Adjuvant chemotherapy using intraperitoneal (IP) treatment has demonstrated survival benefit over intravenous (IV) therapy alone in patients treated with upfront debulking surgery for advanced stage ovarian cancer. Neoadjuvant chemotherapy followed by interim surgery and adjuvant chemotherapy has similar outcome in survival as compared to upfront surgery followed by adjuvant IV chemotherapy. IP chemotherapy has not been widely adopted in clinical practice for a number of reasons. Whether IP chemotherapy delivered in the patients who received neoadjuvant chemotherapy can be well tolerated or confers any clinical benefit has not been well studied.

AIM

To evaluate the experience of adjuvant IP chemotherapy in the community cancer clinic setting, and the clinical benefit and tolerability of incorporating IP chemotherapy in patients who received neoadjuvant treatment.

METHODS

We retrospectively evaluated toxicities and outcomes of patients with stage III and IV ovarian cancer diagnosed at our institution between 07/2007 and 07/2015 who received intraperitoneal chemotherapy after cytoreductive surgery (group 1) or after neoadjuvant chemotherapy followed by interim surgery (group 2).

RESULTS

Thirty eight patients were treated with IP chemotherapy, median age was 54 years old (range 38.6 to 71 years). In group 1 (n = 25), 12 (48%) of the patients completed 4 or more cycle of IP treatment after upfront debulking surgery; while in group 2 (n = 13), 8 (61.5%) of the patients completed all 3 cycles of the assigned IP chemotherapy after receiving neoadjuvant IV chemotherapy followed by surgery, and 2 (15.4%) more patients tolerated more than 3 cycles. In those patients who did not get planned IP chemotherapy, most of them were treated with substitutional IV chemotherapy, and the completion rate for 6 cycles of IV + IP was 92%. Abdominal pain, (64% in group 1 and 38% in group 2), vomiting, (36% in group 1 and 30.8% in group 2), dehydration (16% in group 1 and 15.4% in group 2), and hypomagnesemia (12% in group 1 and 15.4% in group 2) were the most common adverse effects in all patients, while patients who have received neoadjuvant chemotherapy were more likely to get hypokalemia, fatigue and renal insufficiency. Progression free survival (PFS) was 26.5 mo (95% CI 14.9, 38.0) in group 1 and 27.6 mo (95% CI 13.1, 42.1) in group 2. The overall survival was 100.2 mo (95% CI 67.9, 132.5) for group 1 and 68.2 mo (95% CI 32.2, 104.0) for group 2. For the entire cohort, PFS was 26.5 mo (95% CI 15.9, 37.0) and OS was 78.8 mo (95% CI 52.3, 105.4).

CONCLUSION

The use of IP/IV chemotherapy can be safely administrated in the community cancer clinic setting. The use of IP/IV chemotherapy in patients who have received neoadjuvant chemotherapy followed by surgery is feasible and tolerable. Despite various modification of the IP regimen, incorporation of IP chemotherapy in the adjuvant setting appears to be associated with improved PFS and overall survival.

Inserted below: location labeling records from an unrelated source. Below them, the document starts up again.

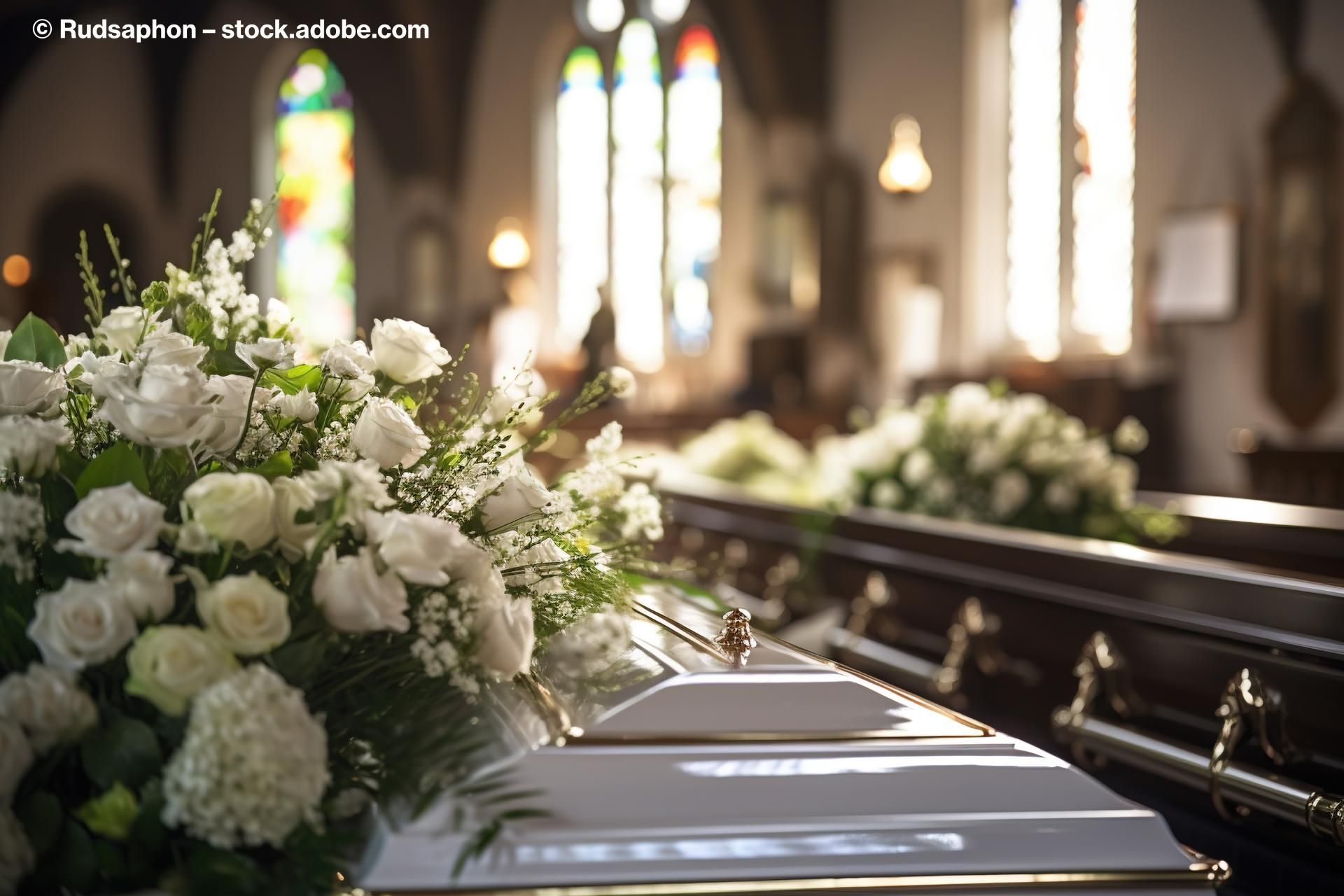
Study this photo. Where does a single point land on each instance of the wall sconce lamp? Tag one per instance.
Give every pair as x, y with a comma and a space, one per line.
905, 169
510, 250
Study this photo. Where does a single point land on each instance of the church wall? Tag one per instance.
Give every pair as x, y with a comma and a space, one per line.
1209, 80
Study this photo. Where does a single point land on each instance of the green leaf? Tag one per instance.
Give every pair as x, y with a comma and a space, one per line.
41, 817
277, 465
116, 465
125, 750
112, 813
295, 379
34, 340
155, 296
76, 864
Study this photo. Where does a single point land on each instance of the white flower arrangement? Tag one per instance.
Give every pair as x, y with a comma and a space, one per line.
987, 454
234, 580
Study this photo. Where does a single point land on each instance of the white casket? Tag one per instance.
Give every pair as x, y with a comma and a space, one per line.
702, 769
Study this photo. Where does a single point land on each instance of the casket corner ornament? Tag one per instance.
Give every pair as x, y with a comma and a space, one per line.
1250, 711
685, 770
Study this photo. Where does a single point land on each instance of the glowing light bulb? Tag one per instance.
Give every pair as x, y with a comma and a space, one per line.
905, 169
510, 250
605, 15
668, 11
17, 270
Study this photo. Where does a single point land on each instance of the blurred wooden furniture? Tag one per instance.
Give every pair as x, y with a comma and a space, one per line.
1297, 473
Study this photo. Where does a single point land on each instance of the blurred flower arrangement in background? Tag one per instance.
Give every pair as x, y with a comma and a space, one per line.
976, 453
245, 597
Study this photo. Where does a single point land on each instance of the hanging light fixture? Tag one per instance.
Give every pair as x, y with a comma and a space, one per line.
905, 169
510, 250
604, 15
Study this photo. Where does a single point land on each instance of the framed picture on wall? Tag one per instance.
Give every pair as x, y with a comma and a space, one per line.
1199, 266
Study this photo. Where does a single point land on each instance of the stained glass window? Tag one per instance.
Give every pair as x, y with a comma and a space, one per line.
315, 167
695, 176
1104, 188
581, 115
1101, 203
1034, 175
638, 198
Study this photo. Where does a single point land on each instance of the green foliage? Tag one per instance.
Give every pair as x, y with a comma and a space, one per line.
34, 340
279, 464
295, 379
122, 750
112, 813
116, 465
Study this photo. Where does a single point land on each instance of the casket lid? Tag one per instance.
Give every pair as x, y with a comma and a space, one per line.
676, 685
689, 769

Keywords: : Ovarian cancer; Intraperitoneal chemotherapy; Community setting; Safety; Tolerability; Outcome

Core tip: Intraperitoneal chemotherapy has shown survival benefits in the adjuvant setting among the patients with advanced stage ovarian carcinoma undergoing debunking surgery. However, this intraperitoneal route could not be widely adopted due to a number of issues including patients choice and its cumbersome nature. The present study explores its feasibility in a community cancer setting. We have retrospectively analyzed the rates of toxicities and outcome of the patients who received this therapy in our cancer center. We conclude that intraperitoneal chemotherapy can be safely administered in the community cancer setting and improves the overall and progression free survival.